Want to prove you know something? Want to master something quick? Want to do good in the world? World peace? End starvation?

Okay, living the old adage that if you really want to learn something you teach it may not end with world peace, but it will certainly help you lock in what you know about a given subject. And you’ll also help someone else as well!

When you teach, you can’t just sit on your hands and passively learn. You need to get active, pay attention, engage with what your learning. You are taking in new information that you will need to turn around and give to someone else.

One of my friends at Cambridge said most of the learning went on in the pubs after lectures. Not only did ale flow, but so did ideas and the uses of the ideas. In the classroom, the students absorbed the information, but in the pub they had to teach others, defend their ideas debate their point of view.

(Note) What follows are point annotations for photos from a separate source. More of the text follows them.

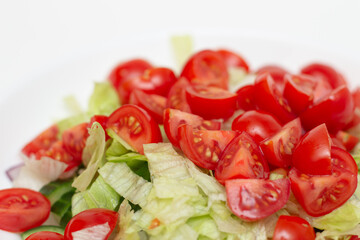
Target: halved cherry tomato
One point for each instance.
(45, 235)
(174, 118)
(74, 140)
(154, 104)
(92, 218)
(336, 110)
(233, 59)
(134, 125)
(128, 70)
(177, 96)
(312, 155)
(211, 102)
(203, 147)
(269, 98)
(278, 149)
(206, 68)
(42, 142)
(293, 228)
(22, 209)
(325, 72)
(254, 199)
(242, 158)
(153, 81)
(258, 124)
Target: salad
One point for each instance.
(219, 151)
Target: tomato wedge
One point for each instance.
(211, 102)
(278, 149)
(255, 199)
(241, 158)
(134, 125)
(22, 209)
(174, 118)
(203, 147)
(206, 68)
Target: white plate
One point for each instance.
(35, 106)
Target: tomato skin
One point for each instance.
(154, 104)
(135, 126)
(174, 118)
(233, 59)
(208, 68)
(45, 235)
(128, 70)
(241, 158)
(89, 218)
(279, 148)
(258, 124)
(22, 209)
(211, 102)
(255, 199)
(203, 147)
(293, 228)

As Richard Wilhelm points out in the I Ching, “Knowledge should be a refreshing and vitalizing force. It becomes so only through stimulating intercourse with congenial friends with whom one holds discussion and practices application of the truths of life. In this way learning becomes many-sided and takes on a cheerful lightness, whereas there is always something ponderous and one-sided about the learning of the self-taught.”

When you teach someone something, take a look at how things are organized.

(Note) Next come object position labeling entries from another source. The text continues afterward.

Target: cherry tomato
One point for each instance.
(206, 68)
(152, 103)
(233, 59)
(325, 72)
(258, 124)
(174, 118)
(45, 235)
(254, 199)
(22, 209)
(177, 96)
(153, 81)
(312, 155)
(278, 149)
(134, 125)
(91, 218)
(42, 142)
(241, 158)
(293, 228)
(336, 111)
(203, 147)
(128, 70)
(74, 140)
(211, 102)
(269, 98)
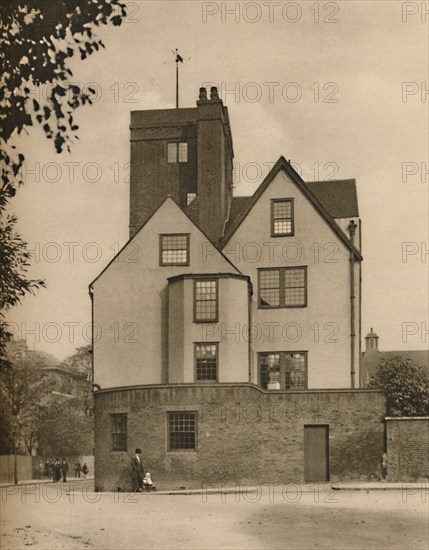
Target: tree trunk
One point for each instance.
(15, 467)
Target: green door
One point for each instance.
(316, 453)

Here are five major ways to organize in order to teach others by showing and telling:

  • Define—Ask, what it is and give it a definition that would make Webster proud. This includes the structure and purpose of what you’re defining.
    example: A chair is a piece of furniture made up of a back, stool, and four legs for the purpose of sitting.

  • Structure—Ask, what are the parts? This breaks down further and further into constant units.
    example: A chair is made of a back, stool, and four legs. The structure of the legs contain a lock nut and the other end a foot pad.

  • Classification—Ask, where this fits in with others?
    example: There are several pieces of furniture in my home. First, there is furnitures for indoors and furniture for outdoors. For indoors, there are tables, couches, shelves, and chairs. Of the chairs, there are swivel chairs, arm chairs, rocking chairs, and violin chairs.

  • Process—Ask, what are the steps? This is what you find when you need to put something together or learn the operation of a task.
    example: To build a chair, following these steps:
    1. Assemble the wood (2x2s, 1x4s, and 1.5” plywood), 1/4” dowels, wood glue, decking screws, double ended screws, drill and saw.
    2. Cut the side of the wood to the needed length.
    3. Assemble the sides.
    4. Build the chair back.
    5. Insert the back/seat combination and glue the seat into position.
    6. Secure everything.
    7. Paint.
    Now enjoy your new chair!

  • Compare and Contrast—Ask, how is it similar and different to others.
    example: A chair is similar to a couch. It is used both for utility in sitting and also for decoration. It is made of roughly the same materials and also constructed with four legs, arms, and a back.
    A chair is different to a couch in terms of size. A chair is meant for a single person, whereas a couch seats 2-1 people, depending on the size. Chairs tend to be relatively inexpensive. Couches, especially when fine materials are used, such as leather, can be very expensive. Chairs are often bought in groups of 2 or 4, whereas only a single couch is purchased.

The ability to teach shows us the beginners mind. Not only have we learned something, we have to explain it. The process of breaking down the parts and showing the steps, of making something complex simple enough that someone else can learn, is a powerful tool.